The report specifically addresses your questions around input supplies, underlying demand for food and fibre, and the impact on the supply chain across the commodity segments.


  • Weak global economic sentiment, combined with phased shutdowns of processing facilities have collectively weighed on the Australian wool market.
  • China is believed to be moving back to full processing capacity, however reductions in discretionary spending is negatively impacting demand for woollen garments.
  • As the virus spreads globally, even as China recovers, the global supply chain for wool and woollen garments is grinding to a halt as other countries face shutdowns of their own.
  • Both New Zealand and South African wool auctions have been shut down for at least 21 days, leaving Australia in an advantageous position as the only country that is exporting wool at present. However, demand for Australian wool is expected to be weak as virus control measures come into effect globally.
  • Large swings in the Australian dollar against the US dollar has also added to volatility in the Australian wool market

Key Markets


  • China accounted for 76 per cent of Australian wool exports in 2019.
  • Chinese processing plants either closed completely or ran at a fraction of usual capacity during the peak of the coronavirus outbreak in China. This had a significant impact on demand and pricing for Australian wool.
  • The return of Chinese buyers to Australian wool auctions will be supportive Australian wool values.
  • Whilst Chinese wool processors are now believed to be at full production, except those in Hubei province, demand for woollen garments remains subdued, reflecting lower overall discretionary spending.
  • Even as our largest wool consumer is returning to full production, if the demand in countries they are sending their textiles to is low there will be significant flow on effects to the Australian wool market, which was seen in the week 40 auctions.

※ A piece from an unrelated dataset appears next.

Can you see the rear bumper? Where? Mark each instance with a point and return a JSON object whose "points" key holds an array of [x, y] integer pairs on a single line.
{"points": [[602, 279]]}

  • India accounted for 6 per cent of Australian wool exports in 2019.
  • With the government imposing a 21-day shutdown in late March, the economy has ground to a halt which is likely to greatly affect demand for wool in India.
  • Even if the virus comes under control, demand in the countries in which India sends woollen garments is likely to
    be significantly subdued as a result of the economic effects of the virus.


  • Italy accounted for five percent of Australian wool exports in 2019.
  • Italy plays an important role in the high quality, fine micron end of the Australian wool market.
  • The shutdown of Italian processors and top makers in order to limit the spread of Coronavirus across Italy and Europe more broadly has significantly impacted the fine end of the Australian wool market.
  • The resumption of processing in Italy, and some stabilising of the local economy will be important factors to a wool price recovery.
  • However, similar to the other export destinations for Australian wool, demand for Italian produced woollen clothing is expected to be subdued due to disruptions in the supply chain and the adverse economic effects of
    the spread of Coronavirus, which will reduce demand for Australian wool.


Source: Australian Wool Exchange, Australian Wool Testing Authority
As most of the wool produced in Australia is exported, the disruption to the global supply chain, for both wool processing and woollen garments, has flowed heavily into Australian wool values.